The Federal Bureau of Investigation and Homeland Security are trying to figure out how hackers were able to gain access to a water treatment plant in Illinois and Houston.
So far, investigators are not calling these "Terror Attacks," but they did say one of them has been traced back to Russia. They said all of this highlights vulnerabilities in U.S. systems.
This has us taking a closer look at our water systems here in the metro to see if something like that could happen here.
We learned Oklahoma City uses the same computer system as the one that was hacked in Springfield, Illinois. If a security breech happened here, it would impact three water treatment plants and more than one million customers.
A local computer hacker, who wants to conceal his identity, said our city's water plants are vulnerable.
He explained how someone overseas was able to damage utility equipment in Illinois.
"I believe they put out sniffers on the internet and was able to find the hole inside the system, was able to compromise it from the third party, and was able to get into other places," the hacker said.
He doesn't think the hacker intended to get inside a water plant or had malicious plans, but found an easy target.
As for Oklahoma City, it is aware of the problems in Illinois, but officials would not comment on security specifics.
In a statement, a city utility spokesperson said national water utility organizations keep us informed, so we can review our own situation based on what others experienced.

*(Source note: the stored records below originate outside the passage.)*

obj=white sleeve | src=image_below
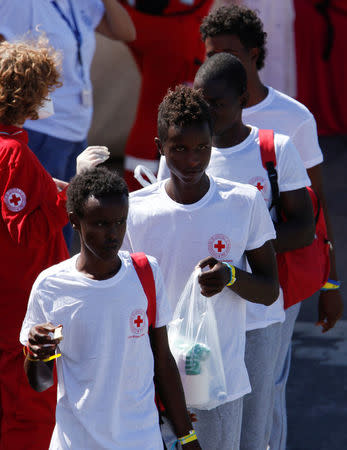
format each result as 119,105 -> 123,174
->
291,115 -> 323,169
275,135 -> 311,192
121,230 -> 134,253
0,0 -> 35,41
246,191 -> 276,250
147,255 -> 172,328
19,281 -> 49,345
157,155 -> 170,181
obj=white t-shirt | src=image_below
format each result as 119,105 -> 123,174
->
242,87 -> 323,169
20,252 -> 171,450
123,177 -> 275,401
207,127 -> 311,330
158,87 -> 323,181
0,0 -> 105,142
156,127 -> 311,331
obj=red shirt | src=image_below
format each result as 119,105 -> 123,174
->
0,124 -> 69,350
295,0 -> 347,135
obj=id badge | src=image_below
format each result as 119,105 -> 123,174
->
81,89 -> 93,108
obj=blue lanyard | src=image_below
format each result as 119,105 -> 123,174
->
52,0 -> 83,70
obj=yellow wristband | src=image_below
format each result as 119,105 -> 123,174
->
23,347 -> 61,362
178,430 -> 198,445
223,261 -> 236,287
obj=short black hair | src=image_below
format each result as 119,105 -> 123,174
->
200,5 -> 267,70
66,167 -> 129,217
158,85 -> 212,142
194,53 -> 247,96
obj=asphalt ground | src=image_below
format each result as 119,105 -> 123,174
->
287,136 -> 347,450
74,135 -> 347,450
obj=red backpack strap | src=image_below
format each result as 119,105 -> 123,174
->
130,252 -> 157,328
259,130 -> 281,220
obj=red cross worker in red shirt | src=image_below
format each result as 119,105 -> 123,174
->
123,0 -> 213,190
0,40 -> 69,450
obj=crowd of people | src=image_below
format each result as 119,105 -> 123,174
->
0,0 -> 343,450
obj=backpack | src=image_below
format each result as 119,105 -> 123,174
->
259,130 -> 330,309
130,252 -> 165,414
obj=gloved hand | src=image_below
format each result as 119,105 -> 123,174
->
76,145 -> 110,174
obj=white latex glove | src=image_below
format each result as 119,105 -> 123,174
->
76,145 -> 110,174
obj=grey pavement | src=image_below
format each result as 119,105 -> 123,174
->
287,136 -> 347,450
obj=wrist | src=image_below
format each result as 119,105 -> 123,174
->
223,261 -> 236,287
321,278 -> 341,291
177,430 -> 198,446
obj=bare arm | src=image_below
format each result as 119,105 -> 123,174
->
150,327 -> 201,450
307,164 -> 343,333
199,241 -> 279,306
274,188 -> 314,252
96,0 -> 136,42
24,323 -> 59,392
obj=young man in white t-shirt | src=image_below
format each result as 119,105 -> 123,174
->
20,168 -> 201,450
200,5 -> 343,450
124,86 -> 278,450
161,53 -> 314,450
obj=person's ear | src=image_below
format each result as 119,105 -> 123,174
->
249,47 -> 260,65
240,91 -> 249,109
68,211 -> 81,231
154,137 -> 164,155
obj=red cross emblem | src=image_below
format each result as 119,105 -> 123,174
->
214,241 -> 225,253
134,316 -> 143,328
130,309 -> 147,337
208,234 -> 231,261
10,194 -> 20,206
4,188 -> 26,212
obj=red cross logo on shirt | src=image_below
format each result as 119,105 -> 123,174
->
134,316 -> 143,328
255,181 -> 264,191
214,241 -> 225,253
129,309 -> 148,337
10,194 -> 21,206
207,233 -> 231,261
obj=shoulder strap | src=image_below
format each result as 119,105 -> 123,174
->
259,130 -> 281,220
130,252 -> 157,328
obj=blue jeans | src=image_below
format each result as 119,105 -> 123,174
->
270,303 -> 301,450
26,129 -> 87,249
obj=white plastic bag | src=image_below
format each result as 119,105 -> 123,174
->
168,268 -> 227,409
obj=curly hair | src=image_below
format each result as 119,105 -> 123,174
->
66,167 -> 129,217
158,85 -> 212,142
194,53 -> 247,96
0,36 -> 62,125
200,5 -> 267,70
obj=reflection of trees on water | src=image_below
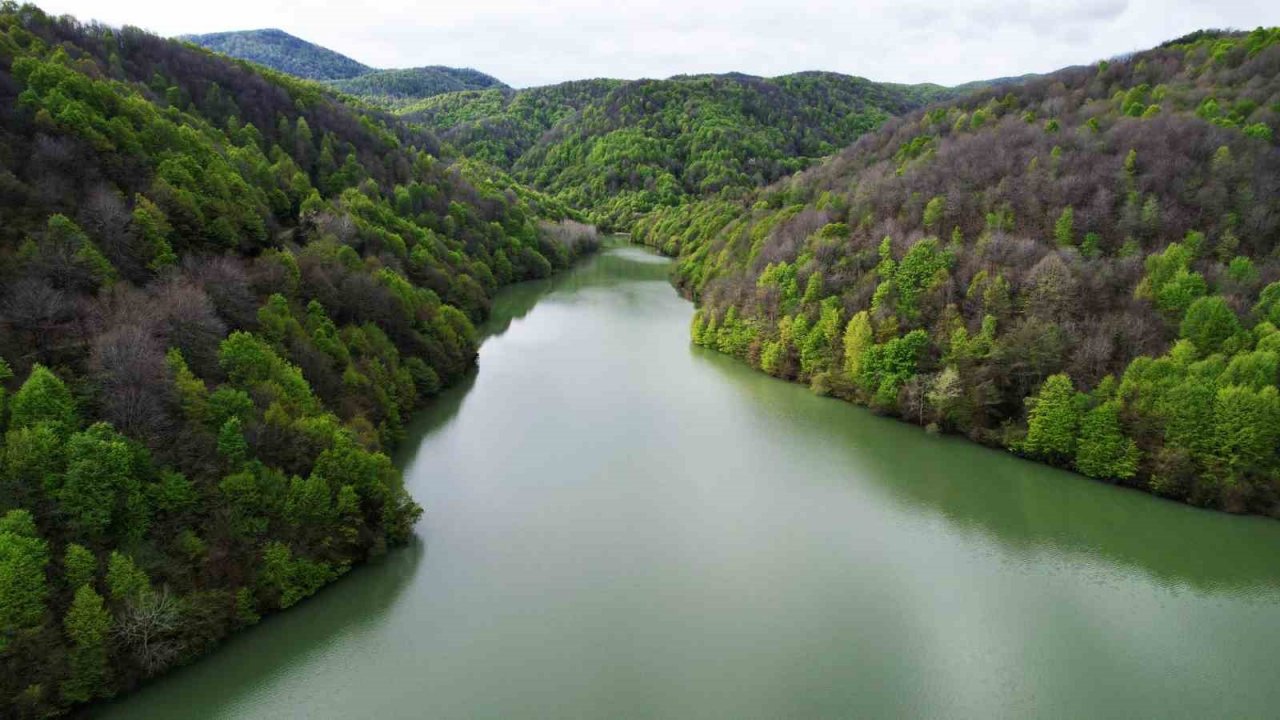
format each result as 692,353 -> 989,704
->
690,346 -> 1280,598
88,538 -> 426,720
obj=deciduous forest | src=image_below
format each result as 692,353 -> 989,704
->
0,4 -> 595,716
636,29 -> 1280,515
0,1 -> 1280,717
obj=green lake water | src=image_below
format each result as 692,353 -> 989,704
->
95,246 -> 1280,719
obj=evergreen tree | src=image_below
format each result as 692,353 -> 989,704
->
1075,401 -> 1138,480
1023,374 -> 1080,462
0,510 -> 49,653
61,585 -> 111,702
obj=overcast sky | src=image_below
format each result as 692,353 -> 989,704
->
37,0 -> 1280,87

The city has strong links with Emergency Management Departments and the Office of Homeland Security. Springfield's experience is a good reminder about protecting electronic systems, and being alert and aware while on duty at the treatment plants.
"This may give the I.T. security personnel an opportunity to say, hey this happened, it could have been bigger. How can we budget, how can we grow. How can we plan in order to avoid this happening on a bigger scale," the hacker said.
A city spokesperson said the I.T. Department does work very closely with the water treatment plants and does regular updates to protect the computer system
The hacker that got into the water plant in South Houston said he did it just to show how easy it can be done.